Preliminary testing of an Oriental magpie robin found in Kwai Chung has returned a positive result for the H5 avian influenza virus, a spokesman for the Agriculture, Fisheries and Conservation Department (AFCD) said today (November 18), adding that further confirmatory tests are being conducted.
The dead bird was found and collected on the second floor staircase of Wing Yiu House, Lai Yiu Estate, Kwai Chung, yesterday (November 17). Oriental magpie robins are common resident birds in Hong Kong.
The spokesman said cleaning and disinfection have been stepped up at the venue, adding that there are no poultry farms within 3 kilometres of the location where the dead bird was found.
In view of the case, the AFCD has phoned poultry farmers to remind them to strengthen precautionary and biosecurity measures against avian influenza. Letters have been issued to farmers, pet bird shop owners and licence holders of pet poultry and racing pigeons reminding them that proper precautions must be taken.
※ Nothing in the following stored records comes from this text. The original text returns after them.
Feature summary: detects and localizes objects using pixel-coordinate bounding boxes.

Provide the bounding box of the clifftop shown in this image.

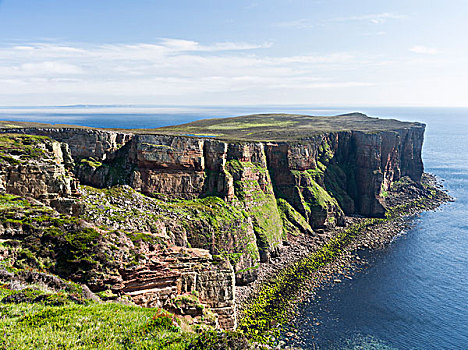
[0,113,424,142]
[154,113,424,141]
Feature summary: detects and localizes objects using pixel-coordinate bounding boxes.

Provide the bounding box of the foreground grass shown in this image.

The spokesman said the department would conduct frequent inspections of poultry farms and the wholesale market to ensure that proper precautions against avian influenza have been implemented. The department will continue its wild bird monitoring and surveillance.
"People should avoid contact with wild birds and live poultry and their droppings. They should clean their hands thoroughly after coming into contact with them. The public can call 1823 for follow-up if they come across suspicious, sick or dead birds, including the carcasses of wild birds and poultry," the spokesman said.
The Food and Environmental Hygiene Department (FEHD) will continue to be vigilant over imported live poultry as well as live poultry stalls. It will also remind stall operators to maintain good hygiene.
The Department of Health will keep up with its health education to remind the public to maintain strict personal and environmental hygiene to prevent avian influenza.
The AFCD, the FEHD, the Customs and Excise Department and the Police will strive to deter the illegal import of poultry and birds into Hong Kong to minimise the risk of avian influenza outbreaks caused by imported poultry and birds that have not gone through inspection and quarantine.
All relevant government departments will continue to be highly vigilant and strictly enforce preventive measures against avian influenza. Health advice is available from the "H5N1 Health Advice" page on the AFCD website at www.afcd.gov.hk.